• Intel suffers its biggest quarterly loss and expects to remain in the “red numbers” due to the drop in PC sales, which fell to levels not seen in more than 12 years.
  • The company has sought to diversify its product line into emerging technologies such as IoT and autonomous vehicles, and its data center group has been one of the strongest.
  • Although its client computing division has been the most profitable, Intel faces competition from AMD and Qualcomm.

 

Intel was affected by the largest quarterly loss in its history and warned that it will remain in the “red numbers” for a long time due to the drop in PC sales.

Indeed, Intel’s sales fell to a level not seen in more than 12 years.

According to Intet’s financial report for the first three months of 2023, the US company billed 11.71 billion dollars, more than analyst estimates, but 35 percent below what it had sold a year earlier.

PC sales in particular, responsible for most of the company’s revenue, fell a whopping 28.5 percent on-year, according to data from International Data Corp.

The phenomenon is simple and related to the coronavirus: in the pandemic, consumers rushed to buy computers, smartphones and other electronic devices driven by the need to get their homes ready to study and work remotely.

Now, when people went back to their pre-covid routines, sales fell.

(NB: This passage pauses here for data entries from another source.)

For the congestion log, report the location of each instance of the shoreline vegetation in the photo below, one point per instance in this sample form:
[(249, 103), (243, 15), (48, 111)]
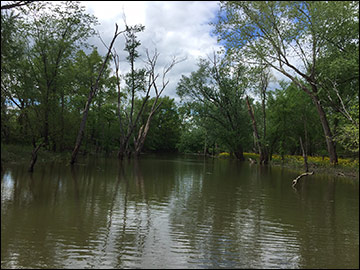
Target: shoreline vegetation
[(346, 167)]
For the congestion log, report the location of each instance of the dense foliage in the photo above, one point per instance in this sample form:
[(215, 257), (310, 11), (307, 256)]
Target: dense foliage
[(48, 69)]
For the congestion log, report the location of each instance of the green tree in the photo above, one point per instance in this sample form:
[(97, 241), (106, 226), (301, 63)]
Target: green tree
[(216, 92), (271, 32), (164, 132)]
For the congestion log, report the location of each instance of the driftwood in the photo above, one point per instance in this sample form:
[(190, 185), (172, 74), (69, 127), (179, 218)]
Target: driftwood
[(295, 181), (34, 157), (252, 161)]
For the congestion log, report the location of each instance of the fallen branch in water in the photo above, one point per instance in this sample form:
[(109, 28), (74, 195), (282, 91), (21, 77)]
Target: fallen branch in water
[(301, 175)]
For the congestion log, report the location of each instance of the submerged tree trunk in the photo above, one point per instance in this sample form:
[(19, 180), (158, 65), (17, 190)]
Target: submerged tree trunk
[(328, 135), (239, 153), (262, 151), (90, 97), (34, 157)]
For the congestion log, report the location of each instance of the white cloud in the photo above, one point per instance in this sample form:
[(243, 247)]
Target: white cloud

And very hastily.

Another major division for Intel, PC chip sales, was down 37 percent.

According to the CFO, David Zinsner, there is a positive fact: the market is returning to normal from the end of 2022 since the other PC manufacturers, who buy the chips from Intel, are no longer in stock and will return to order .

Pat Gelsinger, president of Intel, also spoke hopefully: “In recent months there has been an improvement situation in the PC market.”

He Intel financial report Q12023 complete.

Is there a crisis at Intel?

Intel Corporation has had a rough decade amid changes to adapt its business model and sales strategies to remain competitive.

Since 2010, Intel has sought to expand beyond its core business of producing microprocessors for personal computers to diversify its product line into emerging technologies such as artificial intelligence, the Internet of Things (IoT), and autonomous vehicles.

One of Intel’s strongest business units is its Data Center Group (DCG), which supplies chips for servers.

This segment has been a significant revenue generator for the company in recent years, contributing nearly 35 percent of total revenue between 2018 and 2022.

In addition, the IoT group has become a promising unit, offering chips and software for connected devices and smart systems.

In terms of profitability, while its client computing division (CCG) has been the best, the problem is with the competition, as Advanced Micro Devices (AMD) and Qualcomm have been gaining ground.

Strategy 2023

Returning to the financial report, the drop in the company’s sales can be seen directly in the benefits, which were negative by 2,760 million dollars in the first quarter of 2023.

It was the second loss in a row for Intel, surpassing what was the second largest so far, when at the end of 2017 it lost 688 million dollars.

For the April-June quarter, Intel expects to sell between $11.5 and $12.5 billion, still well below 2022.

While the data was not good, talk of an improvement in recent months sent the company’s shares up 6.1 percent.